Of course, for many of us, Vietnamese food is a quick snack, and you'll
find none better than the rice-noodle platter ($5.95), which we had with beef
and spring roll. The beef on this platter is exquisite barbecued slices, served
with a zesty marinade of lemongrass and
garlic, plus a topping of chopped
peanuts for extra crunch. Every Vietnamese meal seems to contain some salad, to
be eaten in bites with other flavors, and this one is mint and bean sprouts,
ideal with beef. The spring roll is a small-caliber, extra-crispy job that
takes me back to my first bites of real Vietnamese spring roll almost 20 years
ago.
Vietnamese cuisine is rich in salads, and you can amaze your companions
safely with the Vietnamese salad with jellyfish
($5.95). The jellyfish turns
out to be bland, crunchy strips you might mistake for fettucine,
with shrimp,
carrots, sweet pickles, and Asian basil in a dressing tasting mostly like
sesame.
The tea is jasmine,
served hot in a glass. You can also order Vietnamese
coffee,
hot or iced, with (or without) condensed milk. There's a series of
intensely sweetened fruit shakes that are more like desserts than drinks. We
tried mango ($2.50) and jackfruit ($2.50), and enjoyed both. Desserts include a
tropical-fruit assortment (mostly canned), and a couple of syrupy drinks with
candied contents. Sweet silken tofu ($1.95) is the consistency of flan in a
gingery syrup, rather comforting. And tapioca pearl ($2.50) is classic British
comfort food, by way of Hong Kong and Singapore.

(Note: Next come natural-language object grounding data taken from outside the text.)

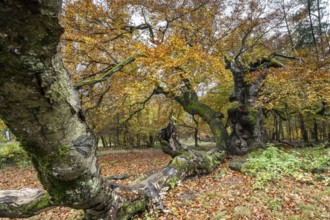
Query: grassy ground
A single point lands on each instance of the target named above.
(224, 194)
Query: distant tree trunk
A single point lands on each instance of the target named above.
(104, 141)
(245, 120)
(303, 128)
(195, 131)
(191, 104)
(315, 133)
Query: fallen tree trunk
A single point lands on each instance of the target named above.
(129, 200)
(40, 106)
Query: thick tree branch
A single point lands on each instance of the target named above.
(108, 74)
(24, 203)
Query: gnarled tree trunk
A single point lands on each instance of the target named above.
(191, 104)
(40, 106)
(244, 118)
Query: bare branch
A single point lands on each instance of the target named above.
(108, 74)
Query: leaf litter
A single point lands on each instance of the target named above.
(223, 194)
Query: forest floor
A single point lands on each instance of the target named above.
(223, 194)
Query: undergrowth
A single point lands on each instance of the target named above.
(306, 165)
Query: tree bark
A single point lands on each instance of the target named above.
(38, 103)
(245, 120)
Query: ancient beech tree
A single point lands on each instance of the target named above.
(41, 107)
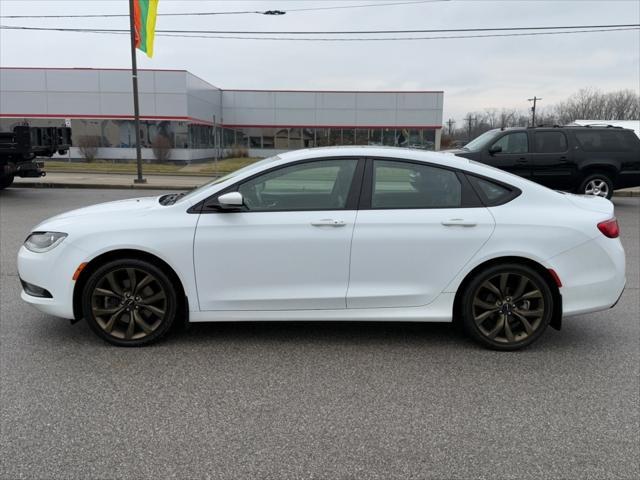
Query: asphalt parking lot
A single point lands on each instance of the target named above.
(312, 400)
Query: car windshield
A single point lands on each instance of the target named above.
(478, 143)
(231, 175)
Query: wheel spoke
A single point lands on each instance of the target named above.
(503, 283)
(479, 303)
(132, 279)
(130, 328)
(528, 295)
(105, 293)
(143, 283)
(112, 321)
(507, 331)
(498, 328)
(483, 316)
(521, 286)
(491, 287)
(529, 313)
(525, 323)
(141, 323)
(113, 283)
(154, 298)
(155, 310)
(99, 312)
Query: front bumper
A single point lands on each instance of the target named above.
(52, 271)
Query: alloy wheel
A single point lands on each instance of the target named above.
(597, 187)
(508, 308)
(129, 303)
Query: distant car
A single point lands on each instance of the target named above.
(341, 233)
(592, 160)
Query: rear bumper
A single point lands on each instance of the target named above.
(592, 275)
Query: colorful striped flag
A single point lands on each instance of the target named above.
(144, 16)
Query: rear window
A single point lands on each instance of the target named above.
(606, 141)
(492, 193)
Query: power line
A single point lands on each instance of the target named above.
(240, 12)
(334, 32)
(342, 39)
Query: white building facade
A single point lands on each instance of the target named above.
(201, 121)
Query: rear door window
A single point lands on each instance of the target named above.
(516, 142)
(605, 141)
(550, 142)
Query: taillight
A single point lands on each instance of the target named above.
(609, 228)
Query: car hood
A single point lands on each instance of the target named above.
(102, 212)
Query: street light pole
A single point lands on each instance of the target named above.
(533, 110)
(136, 106)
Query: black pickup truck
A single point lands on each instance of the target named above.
(591, 160)
(20, 148)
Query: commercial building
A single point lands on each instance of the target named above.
(199, 121)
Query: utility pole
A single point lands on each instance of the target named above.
(451, 122)
(136, 106)
(533, 109)
(470, 120)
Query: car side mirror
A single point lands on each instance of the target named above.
(231, 200)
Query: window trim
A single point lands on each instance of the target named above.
(208, 205)
(515, 191)
(526, 134)
(469, 197)
(566, 141)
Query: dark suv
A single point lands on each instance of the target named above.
(592, 160)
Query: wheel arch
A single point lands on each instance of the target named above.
(610, 169)
(105, 257)
(556, 318)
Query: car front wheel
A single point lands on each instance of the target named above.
(129, 302)
(5, 181)
(507, 307)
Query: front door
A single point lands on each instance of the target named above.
(552, 162)
(416, 234)
(510, 152)
(288, 247)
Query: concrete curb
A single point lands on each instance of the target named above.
(101, 186)
(132, 186)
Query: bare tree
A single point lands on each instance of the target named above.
(88, 146)
(161, 147)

The space, at the back of the Garage and above street level, has been
nicely redone in mauve and wood tones, painted brick and green tile. Yes, that
makes it clanky-loud at times, but not uncomfortably so, and a quiet background
of classical piano tapes helps a lot. Service is willing and accurate, and the
lunch crowds on our three visits were cosmopolitan and obviously pleased at
such tasty food and moderate prices.
Ha Long is a good way to end a reviewing year that's had more than the
usual portion of Asian flavors, and a deepening and broadening of Greater
Boston's Asian-restaurant resources.
My year began wonderfully at the Brookline Elephant Walk and the South
End's Zipangu -- the best of fusion kitchens, both. Later high notes were at
places like Rangoli (South Indian), Yadanapon (Burmese), and Bangkok Basil
(partly Indonesian). Before I open the envelopes, let me remind you that these
are the extremes of my reviewing year, which is neither all the restaurants
that opened this year, nor all the restaurants in Boston, nor -- for the first
time in more than a decade -- all the restaurants reviewed in the
Phoenix. It's just what this column has recorded.
Restaurant of the year: Delux Café, true to itself and the young
generation.
Best stand-up restaurant: Mercury Bar.
Best fancy restaurant: Zipangu.
Best portobello: Elephant Walk.
Best crab cake: Union Square Bistro.
Appetizer of the year (non-crab or -mushroom): ayum goreng (fried
Indonesian chicken) at Bangkok Basil.
Frighten the readers: lambs fry at Saffron Grill.
Best Asian dish: samosa bhel at Rangoli, cut-up fried dumplings as sweet
and crunchy as Cracker Jack.
Comeback award: Mary Chung's suan la chow show.